CSU2017111 Human Genome Variation - en vigtig hjørnesten i præcisionsmedicin
Human Genome Variation – a key cornerstone of precision medicine
Precision medicine is an emerging approach for disease treatment and prevention that takes into account individual variability in genes, environment, and lifestyle for each person. Genome variation is one of the most frequently measured individual variations and a cornerstone of precision medicine.

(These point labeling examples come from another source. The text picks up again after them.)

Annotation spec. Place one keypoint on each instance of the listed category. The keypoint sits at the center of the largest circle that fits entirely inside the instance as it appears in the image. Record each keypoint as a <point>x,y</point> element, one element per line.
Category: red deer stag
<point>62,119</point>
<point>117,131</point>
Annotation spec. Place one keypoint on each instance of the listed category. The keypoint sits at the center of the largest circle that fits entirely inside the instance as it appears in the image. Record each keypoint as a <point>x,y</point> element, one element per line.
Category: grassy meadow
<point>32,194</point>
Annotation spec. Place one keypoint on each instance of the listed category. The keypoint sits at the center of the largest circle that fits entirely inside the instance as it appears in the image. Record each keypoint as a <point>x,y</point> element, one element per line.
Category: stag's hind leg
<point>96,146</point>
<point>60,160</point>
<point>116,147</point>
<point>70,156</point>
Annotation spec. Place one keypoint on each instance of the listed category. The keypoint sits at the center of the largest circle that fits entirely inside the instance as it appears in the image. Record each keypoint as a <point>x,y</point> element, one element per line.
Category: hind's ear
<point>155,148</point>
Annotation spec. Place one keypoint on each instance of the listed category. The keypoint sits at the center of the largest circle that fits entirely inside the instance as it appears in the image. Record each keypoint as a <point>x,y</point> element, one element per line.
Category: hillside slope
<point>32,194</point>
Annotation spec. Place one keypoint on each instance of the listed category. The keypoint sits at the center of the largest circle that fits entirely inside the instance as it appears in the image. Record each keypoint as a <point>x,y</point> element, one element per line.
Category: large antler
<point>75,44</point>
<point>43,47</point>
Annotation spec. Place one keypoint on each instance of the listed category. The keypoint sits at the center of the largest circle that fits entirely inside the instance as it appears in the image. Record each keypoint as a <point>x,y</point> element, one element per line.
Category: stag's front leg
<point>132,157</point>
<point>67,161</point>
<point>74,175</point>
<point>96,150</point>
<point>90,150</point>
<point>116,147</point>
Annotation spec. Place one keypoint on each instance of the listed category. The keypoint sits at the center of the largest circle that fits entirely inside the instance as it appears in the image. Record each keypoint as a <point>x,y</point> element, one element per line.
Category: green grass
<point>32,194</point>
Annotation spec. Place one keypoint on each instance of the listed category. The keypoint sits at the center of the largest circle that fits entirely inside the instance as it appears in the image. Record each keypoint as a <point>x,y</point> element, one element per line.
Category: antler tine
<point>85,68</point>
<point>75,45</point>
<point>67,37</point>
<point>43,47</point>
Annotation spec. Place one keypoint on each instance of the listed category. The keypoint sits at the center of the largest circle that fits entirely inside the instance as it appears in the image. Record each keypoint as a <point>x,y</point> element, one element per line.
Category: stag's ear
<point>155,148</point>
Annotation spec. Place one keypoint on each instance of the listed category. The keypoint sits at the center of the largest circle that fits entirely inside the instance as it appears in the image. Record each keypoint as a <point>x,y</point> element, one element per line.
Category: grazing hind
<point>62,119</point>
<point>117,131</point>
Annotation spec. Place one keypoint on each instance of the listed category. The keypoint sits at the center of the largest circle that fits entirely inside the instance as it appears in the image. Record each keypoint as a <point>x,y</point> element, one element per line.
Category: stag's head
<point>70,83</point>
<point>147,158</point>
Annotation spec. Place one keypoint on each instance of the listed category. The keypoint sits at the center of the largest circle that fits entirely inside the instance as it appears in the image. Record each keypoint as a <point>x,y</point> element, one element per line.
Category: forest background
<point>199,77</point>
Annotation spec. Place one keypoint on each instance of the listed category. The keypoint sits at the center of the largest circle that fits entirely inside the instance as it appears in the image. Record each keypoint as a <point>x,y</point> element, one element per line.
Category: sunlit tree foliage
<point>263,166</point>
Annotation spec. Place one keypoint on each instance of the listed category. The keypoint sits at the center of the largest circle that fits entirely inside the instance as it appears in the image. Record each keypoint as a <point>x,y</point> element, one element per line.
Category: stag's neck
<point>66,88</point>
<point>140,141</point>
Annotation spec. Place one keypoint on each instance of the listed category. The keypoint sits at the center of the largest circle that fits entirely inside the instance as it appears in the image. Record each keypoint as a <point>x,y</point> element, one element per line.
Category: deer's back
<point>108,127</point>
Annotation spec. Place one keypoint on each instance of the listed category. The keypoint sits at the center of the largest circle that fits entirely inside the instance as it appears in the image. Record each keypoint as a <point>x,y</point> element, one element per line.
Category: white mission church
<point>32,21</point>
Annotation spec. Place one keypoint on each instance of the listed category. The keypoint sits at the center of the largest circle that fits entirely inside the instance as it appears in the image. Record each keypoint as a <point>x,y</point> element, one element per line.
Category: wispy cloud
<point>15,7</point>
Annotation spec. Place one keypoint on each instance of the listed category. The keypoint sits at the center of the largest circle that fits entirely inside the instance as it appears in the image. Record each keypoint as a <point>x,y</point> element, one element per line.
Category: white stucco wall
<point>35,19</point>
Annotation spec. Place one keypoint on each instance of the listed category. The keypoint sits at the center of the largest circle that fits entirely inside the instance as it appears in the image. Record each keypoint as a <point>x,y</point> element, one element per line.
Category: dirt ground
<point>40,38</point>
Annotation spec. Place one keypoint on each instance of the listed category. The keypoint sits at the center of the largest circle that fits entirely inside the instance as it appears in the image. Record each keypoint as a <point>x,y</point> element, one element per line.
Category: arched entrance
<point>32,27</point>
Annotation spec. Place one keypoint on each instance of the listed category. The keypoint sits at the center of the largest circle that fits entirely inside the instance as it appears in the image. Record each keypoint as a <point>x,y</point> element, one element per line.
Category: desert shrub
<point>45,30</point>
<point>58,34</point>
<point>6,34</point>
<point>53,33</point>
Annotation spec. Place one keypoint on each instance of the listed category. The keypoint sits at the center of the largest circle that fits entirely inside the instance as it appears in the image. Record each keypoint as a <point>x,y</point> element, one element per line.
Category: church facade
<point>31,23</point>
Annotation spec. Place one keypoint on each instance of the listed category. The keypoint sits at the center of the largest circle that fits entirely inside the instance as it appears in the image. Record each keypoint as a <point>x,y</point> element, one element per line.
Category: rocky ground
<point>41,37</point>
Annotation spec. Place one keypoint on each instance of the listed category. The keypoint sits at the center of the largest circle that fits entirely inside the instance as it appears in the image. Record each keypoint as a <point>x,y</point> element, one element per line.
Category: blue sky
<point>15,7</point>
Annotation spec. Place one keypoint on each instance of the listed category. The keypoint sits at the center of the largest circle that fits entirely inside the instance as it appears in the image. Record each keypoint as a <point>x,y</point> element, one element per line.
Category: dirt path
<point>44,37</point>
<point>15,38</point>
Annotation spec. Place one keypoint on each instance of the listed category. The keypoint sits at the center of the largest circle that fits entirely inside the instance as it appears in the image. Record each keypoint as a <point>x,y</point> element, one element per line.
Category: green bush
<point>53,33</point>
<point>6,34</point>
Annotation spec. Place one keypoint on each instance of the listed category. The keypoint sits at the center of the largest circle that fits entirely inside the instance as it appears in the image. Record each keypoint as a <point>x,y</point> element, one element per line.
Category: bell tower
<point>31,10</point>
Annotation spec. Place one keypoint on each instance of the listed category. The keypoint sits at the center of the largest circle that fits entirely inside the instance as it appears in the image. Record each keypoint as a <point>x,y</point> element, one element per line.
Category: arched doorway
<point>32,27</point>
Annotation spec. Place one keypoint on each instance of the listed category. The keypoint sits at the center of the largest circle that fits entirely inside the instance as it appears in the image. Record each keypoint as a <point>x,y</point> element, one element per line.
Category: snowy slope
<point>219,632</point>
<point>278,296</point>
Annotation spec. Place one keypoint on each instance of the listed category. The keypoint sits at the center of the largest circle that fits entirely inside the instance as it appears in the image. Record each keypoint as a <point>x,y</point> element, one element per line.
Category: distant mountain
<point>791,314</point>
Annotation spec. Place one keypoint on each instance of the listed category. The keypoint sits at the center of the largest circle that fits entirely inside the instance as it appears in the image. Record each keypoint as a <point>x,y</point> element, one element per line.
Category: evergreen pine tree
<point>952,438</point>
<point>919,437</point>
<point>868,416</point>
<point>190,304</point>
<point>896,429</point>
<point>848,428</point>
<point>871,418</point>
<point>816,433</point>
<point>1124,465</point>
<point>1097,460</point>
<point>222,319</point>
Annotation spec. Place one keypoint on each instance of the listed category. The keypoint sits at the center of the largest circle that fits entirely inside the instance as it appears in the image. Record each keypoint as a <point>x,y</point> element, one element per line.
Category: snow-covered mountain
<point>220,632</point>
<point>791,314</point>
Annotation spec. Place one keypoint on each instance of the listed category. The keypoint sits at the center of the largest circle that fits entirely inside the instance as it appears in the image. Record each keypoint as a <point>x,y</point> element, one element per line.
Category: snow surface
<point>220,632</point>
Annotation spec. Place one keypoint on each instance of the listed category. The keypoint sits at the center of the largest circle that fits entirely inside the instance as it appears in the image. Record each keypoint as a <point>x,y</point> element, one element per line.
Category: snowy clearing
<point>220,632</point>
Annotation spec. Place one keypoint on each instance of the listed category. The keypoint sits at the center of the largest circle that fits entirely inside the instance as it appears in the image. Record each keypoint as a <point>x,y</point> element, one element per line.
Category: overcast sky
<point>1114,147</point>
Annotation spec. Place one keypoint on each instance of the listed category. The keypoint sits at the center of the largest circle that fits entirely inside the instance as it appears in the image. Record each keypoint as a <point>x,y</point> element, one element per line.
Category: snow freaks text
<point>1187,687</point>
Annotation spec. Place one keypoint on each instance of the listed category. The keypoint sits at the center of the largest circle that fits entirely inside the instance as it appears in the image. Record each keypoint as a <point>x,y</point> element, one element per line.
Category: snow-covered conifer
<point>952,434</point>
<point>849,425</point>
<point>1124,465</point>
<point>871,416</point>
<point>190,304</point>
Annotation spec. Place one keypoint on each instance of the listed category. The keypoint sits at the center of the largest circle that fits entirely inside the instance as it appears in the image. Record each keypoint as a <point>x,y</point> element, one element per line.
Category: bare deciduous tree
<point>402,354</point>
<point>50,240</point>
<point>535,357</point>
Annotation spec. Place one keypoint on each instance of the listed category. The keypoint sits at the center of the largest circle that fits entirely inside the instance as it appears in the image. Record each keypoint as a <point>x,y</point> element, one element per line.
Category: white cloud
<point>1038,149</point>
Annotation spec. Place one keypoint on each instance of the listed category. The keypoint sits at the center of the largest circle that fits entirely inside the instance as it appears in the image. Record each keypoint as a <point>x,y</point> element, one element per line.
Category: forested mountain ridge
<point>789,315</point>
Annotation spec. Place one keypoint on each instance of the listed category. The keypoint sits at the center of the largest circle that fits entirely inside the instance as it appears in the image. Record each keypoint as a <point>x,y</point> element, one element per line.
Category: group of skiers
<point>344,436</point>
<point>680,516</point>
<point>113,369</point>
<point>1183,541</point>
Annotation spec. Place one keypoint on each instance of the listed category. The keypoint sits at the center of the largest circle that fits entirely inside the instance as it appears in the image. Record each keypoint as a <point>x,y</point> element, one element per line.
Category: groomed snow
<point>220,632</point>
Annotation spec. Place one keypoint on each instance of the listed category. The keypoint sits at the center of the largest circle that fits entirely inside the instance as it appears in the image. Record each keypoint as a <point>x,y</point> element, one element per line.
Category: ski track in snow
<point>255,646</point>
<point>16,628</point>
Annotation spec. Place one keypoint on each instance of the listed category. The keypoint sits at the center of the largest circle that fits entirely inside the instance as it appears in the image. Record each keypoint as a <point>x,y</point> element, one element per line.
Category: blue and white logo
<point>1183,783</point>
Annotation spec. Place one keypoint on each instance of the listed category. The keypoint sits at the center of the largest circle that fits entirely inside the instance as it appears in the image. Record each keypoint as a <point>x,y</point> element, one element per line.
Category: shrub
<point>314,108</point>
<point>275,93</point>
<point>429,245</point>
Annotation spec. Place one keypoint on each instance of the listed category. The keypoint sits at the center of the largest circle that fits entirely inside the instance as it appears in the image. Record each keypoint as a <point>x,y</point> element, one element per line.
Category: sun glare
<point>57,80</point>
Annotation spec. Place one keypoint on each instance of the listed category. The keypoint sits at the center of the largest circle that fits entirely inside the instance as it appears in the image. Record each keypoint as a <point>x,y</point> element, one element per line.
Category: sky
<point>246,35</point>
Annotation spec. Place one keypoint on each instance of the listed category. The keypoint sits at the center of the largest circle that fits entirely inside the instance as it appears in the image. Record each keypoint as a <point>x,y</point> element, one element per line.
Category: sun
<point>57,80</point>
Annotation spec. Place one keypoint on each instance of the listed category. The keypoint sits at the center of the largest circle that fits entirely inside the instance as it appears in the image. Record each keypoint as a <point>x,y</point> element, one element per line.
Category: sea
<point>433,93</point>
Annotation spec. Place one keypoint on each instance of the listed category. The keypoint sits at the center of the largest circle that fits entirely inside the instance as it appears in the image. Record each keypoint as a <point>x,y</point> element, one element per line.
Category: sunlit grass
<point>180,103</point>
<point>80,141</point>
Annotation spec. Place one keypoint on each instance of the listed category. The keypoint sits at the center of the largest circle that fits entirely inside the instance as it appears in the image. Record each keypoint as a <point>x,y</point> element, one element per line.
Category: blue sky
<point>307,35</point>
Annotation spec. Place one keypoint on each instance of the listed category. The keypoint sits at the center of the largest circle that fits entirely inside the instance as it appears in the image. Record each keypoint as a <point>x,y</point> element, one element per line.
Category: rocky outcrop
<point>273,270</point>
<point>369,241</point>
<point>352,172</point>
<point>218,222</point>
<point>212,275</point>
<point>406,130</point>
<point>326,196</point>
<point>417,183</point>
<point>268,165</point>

Understanding the nature and consequences of genome variations
and translating them into clinical practice is an important aspect
of precision medicine and it is of interest not only for all the
medical and laboratory specialties and pharmaceutical industry, but
to an extent for the whole society.
Understanding genome variations in disease and health is thus of
crucial importance as also reflected by establishment of large
scale national projects around the world. Very recently, December
2016, the Danish Government and the Regions announced a strategy
for establishment of a National Genome Center, which emphasises
that genome variation studies will be a focus point in future
research and health practice.
What you will learn
- Basic concepts of precision medicine with focus on genome variation
- Genetic and epigenetic variations and their interplay in disease pathology
- The current methods and technologies to investigate genome variations
- Different public genome variation databases
- Bioinformatic tools and data analysis, including handling of big data
- Data storage and protection – Danish Computerome project
- To evaluate the consequences of genome variations in health and disease.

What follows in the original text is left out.